Met a friend from Twitter in real life and didn’t get murdered. Take that, Mom.
wife: are you drunk?
me: define “drunk”
w: impaired by an excess of alcohol
m: define “excess”
w: yeah, you’re drunk
m: define “you’re”
putting some whiskey in my coffee cuz its ireland somewhere
WIFE: i have a gynecologist exam today
ME: what?? i didn’t even know you were in med school
1) Worms have no bones.
2) Gummi worms are made of gelatin.
3) Gelatin is often made of bones.
4) Gummi worms have more bones than real worms.
Google search history:
•Gloves keep growing on tree?
•How do I get hand in tight gloves?
•Can gloves piss/bite?
•What is a squirrel?
😂💯
The subtext of Moby Dick, The Rime of the Ancient Mariner, and most of Conrad is that you should never make eye contact with a retired sailor because he’s just waiting to tell you some interminable story about his time at sea.
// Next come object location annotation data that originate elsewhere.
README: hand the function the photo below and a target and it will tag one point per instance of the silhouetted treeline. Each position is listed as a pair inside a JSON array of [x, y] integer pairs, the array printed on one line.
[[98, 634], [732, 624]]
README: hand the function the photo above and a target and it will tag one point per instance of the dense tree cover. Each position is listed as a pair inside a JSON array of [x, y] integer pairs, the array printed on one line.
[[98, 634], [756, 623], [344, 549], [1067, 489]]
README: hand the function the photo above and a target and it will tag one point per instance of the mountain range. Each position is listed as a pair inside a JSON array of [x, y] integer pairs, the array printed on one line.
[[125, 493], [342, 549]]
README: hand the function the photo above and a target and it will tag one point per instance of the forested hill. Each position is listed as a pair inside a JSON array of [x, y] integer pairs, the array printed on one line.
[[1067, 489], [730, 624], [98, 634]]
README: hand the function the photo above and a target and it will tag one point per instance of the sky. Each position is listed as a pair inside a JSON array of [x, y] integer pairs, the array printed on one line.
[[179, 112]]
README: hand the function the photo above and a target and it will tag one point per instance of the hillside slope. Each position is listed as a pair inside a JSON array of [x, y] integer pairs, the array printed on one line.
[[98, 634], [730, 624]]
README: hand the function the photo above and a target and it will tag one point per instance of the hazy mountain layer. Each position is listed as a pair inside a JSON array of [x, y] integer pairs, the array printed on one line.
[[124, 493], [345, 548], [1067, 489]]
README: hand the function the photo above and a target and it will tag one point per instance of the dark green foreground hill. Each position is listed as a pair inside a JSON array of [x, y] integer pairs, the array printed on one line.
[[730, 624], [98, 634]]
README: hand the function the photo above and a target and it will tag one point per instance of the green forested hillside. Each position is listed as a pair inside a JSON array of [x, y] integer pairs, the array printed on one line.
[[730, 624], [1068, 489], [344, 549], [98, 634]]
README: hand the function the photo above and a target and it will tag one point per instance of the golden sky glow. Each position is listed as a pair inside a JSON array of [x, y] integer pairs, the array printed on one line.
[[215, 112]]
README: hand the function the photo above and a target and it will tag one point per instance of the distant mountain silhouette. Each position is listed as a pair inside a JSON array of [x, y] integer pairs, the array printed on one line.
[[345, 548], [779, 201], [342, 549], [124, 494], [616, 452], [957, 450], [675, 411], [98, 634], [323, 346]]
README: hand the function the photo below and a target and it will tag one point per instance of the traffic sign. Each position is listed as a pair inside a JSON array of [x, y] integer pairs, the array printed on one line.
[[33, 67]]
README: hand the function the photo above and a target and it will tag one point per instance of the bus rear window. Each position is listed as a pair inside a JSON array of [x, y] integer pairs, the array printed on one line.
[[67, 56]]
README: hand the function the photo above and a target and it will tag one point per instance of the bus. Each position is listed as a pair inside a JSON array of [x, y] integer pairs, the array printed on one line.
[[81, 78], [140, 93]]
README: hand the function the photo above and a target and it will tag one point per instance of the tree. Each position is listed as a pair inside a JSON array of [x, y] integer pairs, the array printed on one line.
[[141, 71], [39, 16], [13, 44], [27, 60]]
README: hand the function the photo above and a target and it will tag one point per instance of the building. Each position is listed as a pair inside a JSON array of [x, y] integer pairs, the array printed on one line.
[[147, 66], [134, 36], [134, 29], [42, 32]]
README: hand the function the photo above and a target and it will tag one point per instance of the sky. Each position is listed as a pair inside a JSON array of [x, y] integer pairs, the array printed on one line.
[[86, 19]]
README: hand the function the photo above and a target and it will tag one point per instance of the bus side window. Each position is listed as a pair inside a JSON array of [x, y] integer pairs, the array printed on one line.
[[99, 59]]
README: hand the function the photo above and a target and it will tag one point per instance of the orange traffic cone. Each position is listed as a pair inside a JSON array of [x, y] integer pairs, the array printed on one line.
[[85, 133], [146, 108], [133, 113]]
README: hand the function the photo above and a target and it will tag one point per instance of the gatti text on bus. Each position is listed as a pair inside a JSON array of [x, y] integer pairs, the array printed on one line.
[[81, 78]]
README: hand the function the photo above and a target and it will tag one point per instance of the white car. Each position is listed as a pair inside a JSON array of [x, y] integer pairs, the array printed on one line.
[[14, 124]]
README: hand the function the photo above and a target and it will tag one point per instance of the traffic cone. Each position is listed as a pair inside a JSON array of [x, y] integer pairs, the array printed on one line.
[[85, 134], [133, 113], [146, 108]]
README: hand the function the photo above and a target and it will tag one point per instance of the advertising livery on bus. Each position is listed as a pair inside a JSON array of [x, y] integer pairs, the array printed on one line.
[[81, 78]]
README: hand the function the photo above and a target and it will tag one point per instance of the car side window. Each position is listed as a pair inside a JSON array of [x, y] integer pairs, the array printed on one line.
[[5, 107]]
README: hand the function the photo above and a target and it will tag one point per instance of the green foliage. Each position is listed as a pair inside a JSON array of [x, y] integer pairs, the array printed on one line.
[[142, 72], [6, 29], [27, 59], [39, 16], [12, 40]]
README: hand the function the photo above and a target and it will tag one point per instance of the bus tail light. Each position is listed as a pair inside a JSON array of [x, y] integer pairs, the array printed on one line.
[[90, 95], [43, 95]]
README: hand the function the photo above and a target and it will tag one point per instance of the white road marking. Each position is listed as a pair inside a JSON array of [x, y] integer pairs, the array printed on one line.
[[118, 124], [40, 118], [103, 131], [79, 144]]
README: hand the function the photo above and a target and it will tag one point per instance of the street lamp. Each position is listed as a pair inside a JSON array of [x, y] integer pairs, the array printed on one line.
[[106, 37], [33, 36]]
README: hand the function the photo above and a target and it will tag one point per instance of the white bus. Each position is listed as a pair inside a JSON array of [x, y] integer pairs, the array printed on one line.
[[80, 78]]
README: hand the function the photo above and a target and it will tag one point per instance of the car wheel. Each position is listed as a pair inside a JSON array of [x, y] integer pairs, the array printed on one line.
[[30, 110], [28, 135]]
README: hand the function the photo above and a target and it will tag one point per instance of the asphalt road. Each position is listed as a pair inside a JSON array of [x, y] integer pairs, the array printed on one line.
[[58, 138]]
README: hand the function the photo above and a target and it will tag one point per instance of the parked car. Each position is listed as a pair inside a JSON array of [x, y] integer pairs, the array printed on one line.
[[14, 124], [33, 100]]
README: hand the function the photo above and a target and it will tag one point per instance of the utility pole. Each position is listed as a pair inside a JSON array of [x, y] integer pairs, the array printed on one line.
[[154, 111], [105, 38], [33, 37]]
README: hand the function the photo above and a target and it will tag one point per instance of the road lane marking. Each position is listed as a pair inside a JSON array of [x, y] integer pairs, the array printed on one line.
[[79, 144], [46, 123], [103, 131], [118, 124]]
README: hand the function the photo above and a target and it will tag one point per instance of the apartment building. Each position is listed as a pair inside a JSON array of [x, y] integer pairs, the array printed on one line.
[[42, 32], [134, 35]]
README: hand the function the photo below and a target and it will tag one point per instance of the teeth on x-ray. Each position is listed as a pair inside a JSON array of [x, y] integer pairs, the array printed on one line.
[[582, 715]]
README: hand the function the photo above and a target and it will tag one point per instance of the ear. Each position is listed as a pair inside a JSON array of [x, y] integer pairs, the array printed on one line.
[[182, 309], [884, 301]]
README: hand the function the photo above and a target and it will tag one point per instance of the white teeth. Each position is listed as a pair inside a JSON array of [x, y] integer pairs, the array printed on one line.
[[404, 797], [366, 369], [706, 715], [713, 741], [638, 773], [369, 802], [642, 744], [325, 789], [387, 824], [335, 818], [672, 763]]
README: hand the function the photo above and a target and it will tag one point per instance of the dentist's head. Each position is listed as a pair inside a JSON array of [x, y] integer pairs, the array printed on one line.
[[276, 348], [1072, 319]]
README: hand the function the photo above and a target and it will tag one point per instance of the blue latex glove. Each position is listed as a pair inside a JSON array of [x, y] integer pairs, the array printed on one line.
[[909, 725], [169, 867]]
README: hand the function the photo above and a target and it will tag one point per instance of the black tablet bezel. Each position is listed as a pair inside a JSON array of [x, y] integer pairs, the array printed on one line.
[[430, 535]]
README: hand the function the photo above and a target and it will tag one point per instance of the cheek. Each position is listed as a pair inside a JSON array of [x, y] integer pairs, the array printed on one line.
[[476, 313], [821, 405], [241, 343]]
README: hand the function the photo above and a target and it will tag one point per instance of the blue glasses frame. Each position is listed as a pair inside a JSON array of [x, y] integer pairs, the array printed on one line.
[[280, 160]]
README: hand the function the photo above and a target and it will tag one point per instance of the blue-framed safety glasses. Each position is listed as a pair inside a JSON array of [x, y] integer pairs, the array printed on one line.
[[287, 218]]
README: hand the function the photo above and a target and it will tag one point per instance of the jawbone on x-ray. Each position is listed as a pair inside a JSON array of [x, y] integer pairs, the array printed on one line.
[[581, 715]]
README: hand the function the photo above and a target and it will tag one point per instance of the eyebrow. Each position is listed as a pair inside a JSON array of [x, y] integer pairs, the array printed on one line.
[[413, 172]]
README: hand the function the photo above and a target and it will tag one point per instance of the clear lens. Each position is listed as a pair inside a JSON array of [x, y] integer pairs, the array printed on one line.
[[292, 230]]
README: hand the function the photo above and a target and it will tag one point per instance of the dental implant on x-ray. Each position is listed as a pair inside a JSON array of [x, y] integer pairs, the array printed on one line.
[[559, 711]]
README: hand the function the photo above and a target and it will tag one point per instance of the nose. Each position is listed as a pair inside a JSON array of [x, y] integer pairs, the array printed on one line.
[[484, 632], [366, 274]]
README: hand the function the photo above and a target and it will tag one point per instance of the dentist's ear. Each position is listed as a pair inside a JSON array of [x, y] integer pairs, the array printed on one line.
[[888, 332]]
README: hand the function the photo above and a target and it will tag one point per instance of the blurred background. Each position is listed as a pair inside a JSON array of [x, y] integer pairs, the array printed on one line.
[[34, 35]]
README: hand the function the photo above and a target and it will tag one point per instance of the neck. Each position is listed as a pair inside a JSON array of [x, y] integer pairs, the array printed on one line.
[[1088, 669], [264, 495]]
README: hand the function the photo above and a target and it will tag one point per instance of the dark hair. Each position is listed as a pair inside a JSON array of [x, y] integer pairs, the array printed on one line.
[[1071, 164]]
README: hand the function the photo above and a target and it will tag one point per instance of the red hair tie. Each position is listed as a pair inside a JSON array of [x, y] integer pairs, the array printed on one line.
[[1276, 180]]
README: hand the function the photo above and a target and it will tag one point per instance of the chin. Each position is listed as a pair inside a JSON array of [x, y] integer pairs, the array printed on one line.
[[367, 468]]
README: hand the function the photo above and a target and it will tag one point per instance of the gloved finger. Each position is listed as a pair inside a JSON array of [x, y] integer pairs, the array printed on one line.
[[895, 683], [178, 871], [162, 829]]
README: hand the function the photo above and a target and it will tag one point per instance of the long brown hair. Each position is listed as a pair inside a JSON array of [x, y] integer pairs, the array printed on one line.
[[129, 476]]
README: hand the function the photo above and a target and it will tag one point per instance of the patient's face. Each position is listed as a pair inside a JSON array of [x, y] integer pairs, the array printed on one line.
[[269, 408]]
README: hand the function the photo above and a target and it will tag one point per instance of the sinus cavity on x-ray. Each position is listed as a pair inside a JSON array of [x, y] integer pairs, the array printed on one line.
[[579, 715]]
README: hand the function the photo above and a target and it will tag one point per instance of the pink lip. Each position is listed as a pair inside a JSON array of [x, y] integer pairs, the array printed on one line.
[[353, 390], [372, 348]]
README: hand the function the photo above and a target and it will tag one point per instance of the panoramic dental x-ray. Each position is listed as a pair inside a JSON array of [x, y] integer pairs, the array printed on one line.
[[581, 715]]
Based on the number of AVI pics taken in your cars, I’m guessing that quite a few of you girls are on the run
Scooterology is the science of moving things just a smidge
[donating blood]
Me [feeling lightheaded]: I’m gonna need that back
[Picking up girls]
Me: you like bad boys, huh?
Girls: yea
Me to my wing man: tell them
Wing man: he’s just literally the worst
[in basement lab]
wife: you cant just make your own honey
me: (mouth dry, spitting pollen everywhere) I know that now Lisa.
“SOMEBODY had a lot of time on their hands.” What dull people say about creative people.
JUDGE: Are you trying to bribe me?
ME: All I’m saying is I could easily cut this burrito in half.